Non amo il proliferare di centri commerciali e non ho troppa simpatia per il sindaco ma questo articolo... Mamma mia.
Manuel
16 gennaio 2024 21:10
Attenzione che, tra centri commerciali, ospedali-astronave, peduncoli e tangenziali, non solo si manipola denaro (anche a debito), ma si manipolano le menti. Tutto il giusto disappunto di una cittadinanza sbigottita, non necessariamente si tradurrà in rivoluzione politica, sociale, culturale. Non è proprio escluso che si riconfermi la compagine che ha fatto e, soprattutto, disfatto nell'ultimo decennio. Questa classe "dirigente", voglio ricordare, ha il benestare degli uomini e delle categorie che contano in città (i veri manovratori della locomotiva) ed ha pure un eventuale surrogato di riserva (centrodestra), giusto per evitare spiacevoli sorprese.

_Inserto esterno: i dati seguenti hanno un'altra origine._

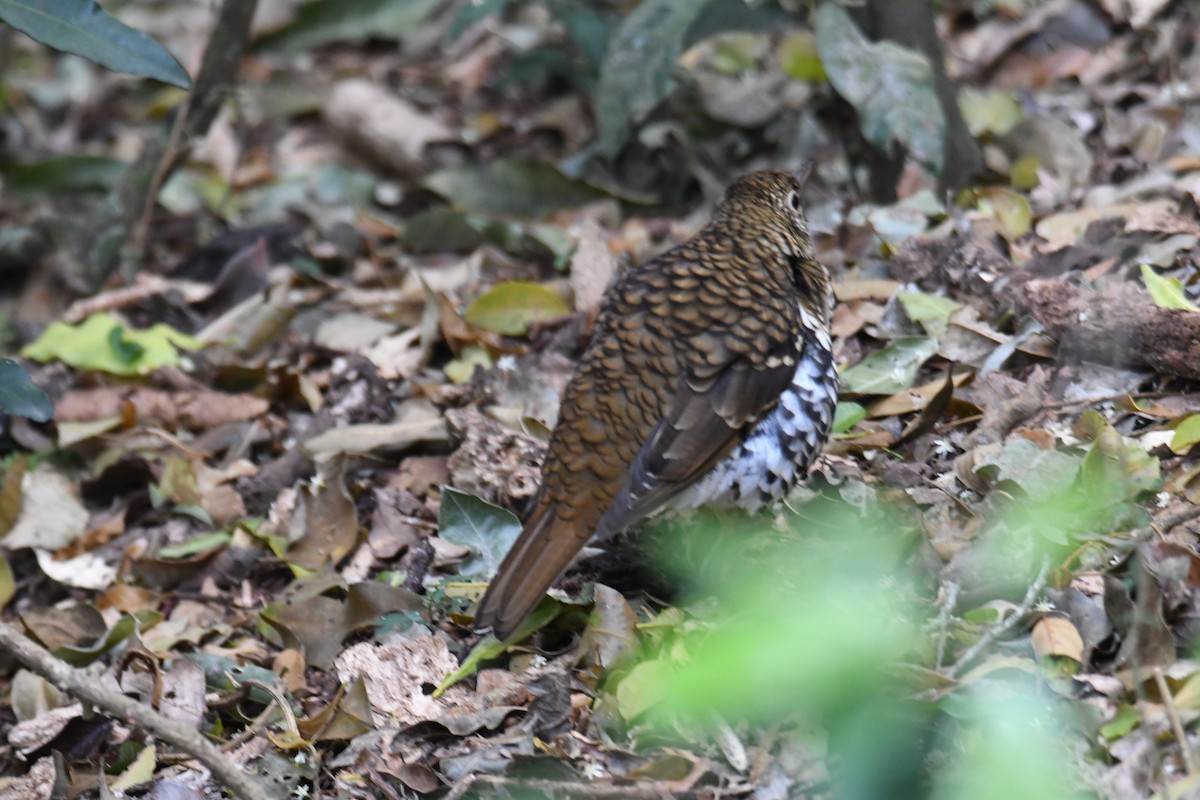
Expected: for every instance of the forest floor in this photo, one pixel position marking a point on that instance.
(291, 445)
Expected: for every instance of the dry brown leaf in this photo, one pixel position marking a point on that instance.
(1054, 636)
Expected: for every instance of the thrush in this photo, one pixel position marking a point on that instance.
(709, 380)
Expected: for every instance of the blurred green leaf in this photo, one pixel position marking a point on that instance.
(196, 545)
(19, 396)
(7, 584)
(489, 530)
(324, 22)
(799, 59)
(124, 627)
(441, 230)
(491, 648)
(90, 346)
(1117, 470)
(803, 629)
(1187, 433)
(477, 11)
(82, 26)
(989, 110)
(846, 416)
(1013, 746)
(508, 187)
(1043, 474)
(1012, 211)
(891, 86)
(462, 368)
(889, 368)
(639, 65)
(65, 173)
(511, 306)
(1167, 293)
(931, 312)
(1122, 722)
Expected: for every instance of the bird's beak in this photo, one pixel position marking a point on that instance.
(803, 172)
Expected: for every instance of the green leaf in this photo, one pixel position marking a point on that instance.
(508, 187)
(1122, 722)
(489, 530)
(66, 173)
(846, 416)
(19, 396)
(126, 350)
(891, 368)
(989, 110)
(324, 22)
(929, 311)
(798, 58)
(1187, 433)
(509, 307)
(891, 86)
(101, 342)
(637, 67)
(1167, 293)
(7, 583)
(1012, 211)
(462, 368)
(491, 648)
(1042, 473)
(82, 26)
(1116, 470)
(121, 630)
(196, 545)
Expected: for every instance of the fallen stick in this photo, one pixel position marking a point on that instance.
(87, 689)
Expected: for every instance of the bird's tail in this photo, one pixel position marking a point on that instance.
(540, 554)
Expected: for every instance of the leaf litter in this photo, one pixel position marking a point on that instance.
(307, 507)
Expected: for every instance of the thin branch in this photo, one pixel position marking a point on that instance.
(1006, 625)
(1173, 714)
(87, 689)
(570, 789)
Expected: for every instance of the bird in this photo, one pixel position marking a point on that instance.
(709, 380)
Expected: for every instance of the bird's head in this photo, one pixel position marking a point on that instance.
(765, 214)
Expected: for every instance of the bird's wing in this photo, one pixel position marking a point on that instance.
(712, 410)
(543, 551)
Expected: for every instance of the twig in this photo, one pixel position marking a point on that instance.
(1187, 515)
(186, 739)
(137, 192)
(1173, 714)
(1006, 625)
(570, 789)
(948, 597)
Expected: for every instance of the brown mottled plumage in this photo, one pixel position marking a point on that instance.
(709, 379)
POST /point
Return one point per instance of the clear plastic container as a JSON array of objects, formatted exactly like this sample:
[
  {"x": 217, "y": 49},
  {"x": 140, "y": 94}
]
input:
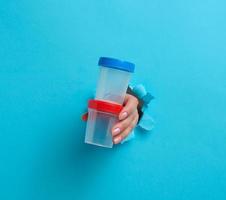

La propaganda, la seduzione hanno origini antiche, ma al vecchio "panem et circenses", s'è sostituita una disciplina più curata e scientifica: il marketing. Gli americani hanno elaborato la nuova alchimia ed esportato in tutti gli angoli del pianeta. Di fronte a cotanta, impalpabile potenza sembra necessario doversi inchinare, quindi fa almeno piacere che qualcosa vibri, agiti, strepiti e speriamo che il crescendo non si arresti all'ultimo assalto, altrimenti... non ci resta che piangere.
Presariog
17 gennaio 2024 07:34
Diciamo che ci sono tre Cremona, una descritta da chi ci governa, una descritta dai giornali e media e la Cremona reale vissuta dai cittadini
Giusi
17 gennaio 2024 13:06
Descrizione veritiera. Io vengo a Cremona da fuori città e mi piaceva moltissimo passeggiare e fare anche acquisti per le sue suggestive vie. Oggi è una città triste e china su sé stessa, le persone che incontro non hanno più visi sorridenti e cordiali. Non la riconosco più. Il suo scritto è al quanto chiaro e obbiettivo . Ne sono amareggiata.
monica
19 gennaio 2024 17:46
Anch io .. come tanti … orgogliosa di vivere. Proprio in una bella cittadina … ma …. La pacchia è finita !!!!!!!… cambiano i tempi … cambiano le persone … cambiano i giochi !!!!!.. non cambia L incompetenza e l'arroganza di aver gestito in questa maniera ingloriosa per tutti questi anni !!!!….questo è il risultato !!!!…..come già scritto in precedenza …. Solo persone tristi …!!!!!!!…..ma che tristezza !!!!!!!